CÂMARA ESPERA RESPOSTA DA ORDEM DOS ECONOMISTAS SOBRE RATING DE MUNICÍPIOS QUE COLOCA GUIMARÃES EM 124.º LUGAR


A autarquia vimaranense comentou hoje o rating da Ordem dos Economistas, publicado na semana passada, que dava conta de que Guimarães é o quarto dos 10 piores municípios do país, colocando-o ainda na 124.ª posição, num total de 308. Para Domingos Bragança, que já pediu mais informações à entidade sobre este rating e a forma como foi elaborado, os dados deste estudo “não parecem transmitir transparência e credibilidade”.

O assunto foi colocado por Bruno Fernandes no período antes da ordem do dia, na reunião camarária desta quinta-feira. O vereador do PSD, que falou na última reunião sobre “a falta de captação de investimentos” por parte da Câmara de Guimarães, voltou a abordar o tema, justificando agora a sua posição com os resultados do ranking.

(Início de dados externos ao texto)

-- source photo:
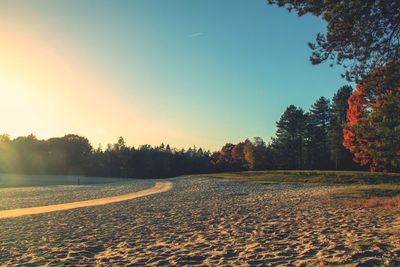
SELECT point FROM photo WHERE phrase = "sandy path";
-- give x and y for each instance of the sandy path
(158, 188)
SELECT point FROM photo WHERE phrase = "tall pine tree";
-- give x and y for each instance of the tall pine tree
(317, 134)
(289, 142)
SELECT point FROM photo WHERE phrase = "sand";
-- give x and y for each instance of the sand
(158, 188)
(208, 222)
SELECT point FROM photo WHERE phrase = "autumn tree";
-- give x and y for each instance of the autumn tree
(373, 127)
(341, 157)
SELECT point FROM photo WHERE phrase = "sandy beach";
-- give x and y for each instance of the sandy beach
(208, 222)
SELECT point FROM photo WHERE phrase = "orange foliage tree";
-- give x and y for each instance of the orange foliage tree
(372, 132)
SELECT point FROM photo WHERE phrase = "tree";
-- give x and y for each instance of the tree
(361, 35)
(317, 134)
(373, 128)
(341, 157)
(289, 142)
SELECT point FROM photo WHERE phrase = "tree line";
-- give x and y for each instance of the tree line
(74, 155)
(304, 140)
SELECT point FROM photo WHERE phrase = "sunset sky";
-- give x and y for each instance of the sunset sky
(180, 72)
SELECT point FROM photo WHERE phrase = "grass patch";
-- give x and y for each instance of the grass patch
(369, 191)
(322, 177)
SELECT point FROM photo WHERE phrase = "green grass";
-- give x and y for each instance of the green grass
(322, 177)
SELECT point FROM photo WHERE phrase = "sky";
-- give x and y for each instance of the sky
(178, 72)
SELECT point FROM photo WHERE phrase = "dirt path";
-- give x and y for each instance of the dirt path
(158, 188)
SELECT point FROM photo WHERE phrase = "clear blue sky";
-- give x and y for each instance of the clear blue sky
(200, 72)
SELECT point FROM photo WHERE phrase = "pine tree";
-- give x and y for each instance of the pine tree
(341, 157)
(317, 134)
(288, 145)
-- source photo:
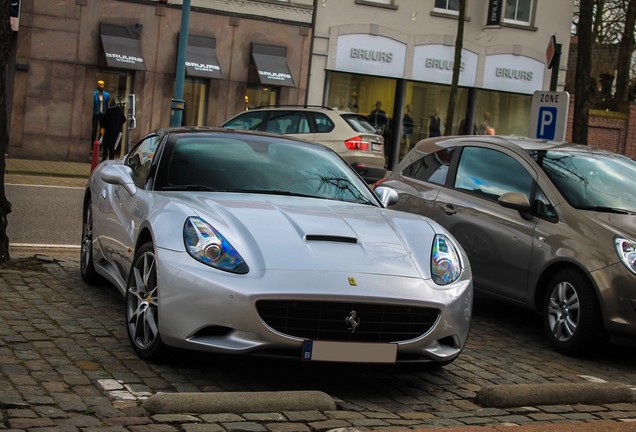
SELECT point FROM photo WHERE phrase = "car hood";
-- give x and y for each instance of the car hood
(291, 233)
(618, 224)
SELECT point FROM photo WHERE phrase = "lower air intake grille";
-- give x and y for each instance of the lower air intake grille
(320, 320)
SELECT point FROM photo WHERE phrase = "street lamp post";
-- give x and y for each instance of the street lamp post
(178, 104)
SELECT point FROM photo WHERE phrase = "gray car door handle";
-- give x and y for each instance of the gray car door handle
(449, 209)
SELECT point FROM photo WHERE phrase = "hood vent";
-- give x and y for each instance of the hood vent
(331, 238)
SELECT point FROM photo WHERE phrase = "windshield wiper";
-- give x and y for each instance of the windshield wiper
(275, 192)
(606, 209)
(191, 188)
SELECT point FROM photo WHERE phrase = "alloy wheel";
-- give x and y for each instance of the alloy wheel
(563, 311)
(142, 302)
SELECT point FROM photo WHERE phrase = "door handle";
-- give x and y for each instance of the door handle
(449, 209)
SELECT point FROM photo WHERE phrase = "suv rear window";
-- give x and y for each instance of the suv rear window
(251, 120)
(323, 123)
(359, 123)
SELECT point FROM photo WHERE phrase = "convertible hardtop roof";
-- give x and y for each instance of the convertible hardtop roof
(431, 145)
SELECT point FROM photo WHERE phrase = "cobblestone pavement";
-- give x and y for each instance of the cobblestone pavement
(66, 365)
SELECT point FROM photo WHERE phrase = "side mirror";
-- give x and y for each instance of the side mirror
(119, 175)
(516, 201)
(387, 195)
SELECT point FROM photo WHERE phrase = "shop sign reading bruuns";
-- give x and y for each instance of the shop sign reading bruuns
(277, 76)
(434, 63)
(513, 73)
(120, 58)
(370, 55)
(365, 54)
(203, 67)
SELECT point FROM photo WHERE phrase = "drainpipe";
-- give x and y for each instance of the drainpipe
(178, 104)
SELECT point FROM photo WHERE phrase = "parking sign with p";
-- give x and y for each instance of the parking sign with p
(549, 115)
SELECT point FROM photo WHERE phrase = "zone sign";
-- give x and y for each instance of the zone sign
(549, 115)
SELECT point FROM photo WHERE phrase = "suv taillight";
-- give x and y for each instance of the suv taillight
(357, 143)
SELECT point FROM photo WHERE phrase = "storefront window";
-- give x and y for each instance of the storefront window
(518, 12)
(506, 113)
(428, 103)
(256, 96)
(359, 93)
(195, 93)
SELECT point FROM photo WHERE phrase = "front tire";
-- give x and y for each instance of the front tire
(87, 265)
(142, 306)
(571, 313)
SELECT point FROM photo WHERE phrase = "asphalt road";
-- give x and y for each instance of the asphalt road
(45, 211)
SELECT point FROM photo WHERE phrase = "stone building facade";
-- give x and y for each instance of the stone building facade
(63, 47)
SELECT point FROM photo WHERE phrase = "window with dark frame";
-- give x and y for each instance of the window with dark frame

“Na última reunião de Câmara, dissemos que o caminho que Guimarães, nomeadamente o da Câmara Municipal, tem seguido ao nível do desenvolvimento económico do concelho não é o correto, na nossa opinião. Não é o caminho que traz a Guimarães a fixação de investimento e de empresas. Dissemos também que a estratégia do município assenta muito no apoio aos empresários atuais, que achamos muito importante, mas pouco, numa estratégia de captação de investimento. Aquilo que temos em Guimarães, que é o que o rating da Ordem dos Economistas vem confirmar, é que estamos a descer nos indicadores daquilo que é o desenvolvimento económico e a Câmara, tal avestruz, continua com a cabeça metida na areia, a achar que a sua estratégia é que está correta. Trouxe hoje aqui um estudo que o senhor presidente quis rebater, mas não vou discutir estudos, pois temos muitos indicadores, como a taxa de desemprego. Tenho pena destes indicadores, preferia trazer positivos, mas aquilo a que temos assistido nos últimos meses é, precisamente, o contrário”, apontou o social democrata.

Já Ricardo Costa, vereador com a pasta do Desenvolvimento Económico, esclareceu que Guimarães está “financeiramente estável” e mais importante que um estudo são os factos.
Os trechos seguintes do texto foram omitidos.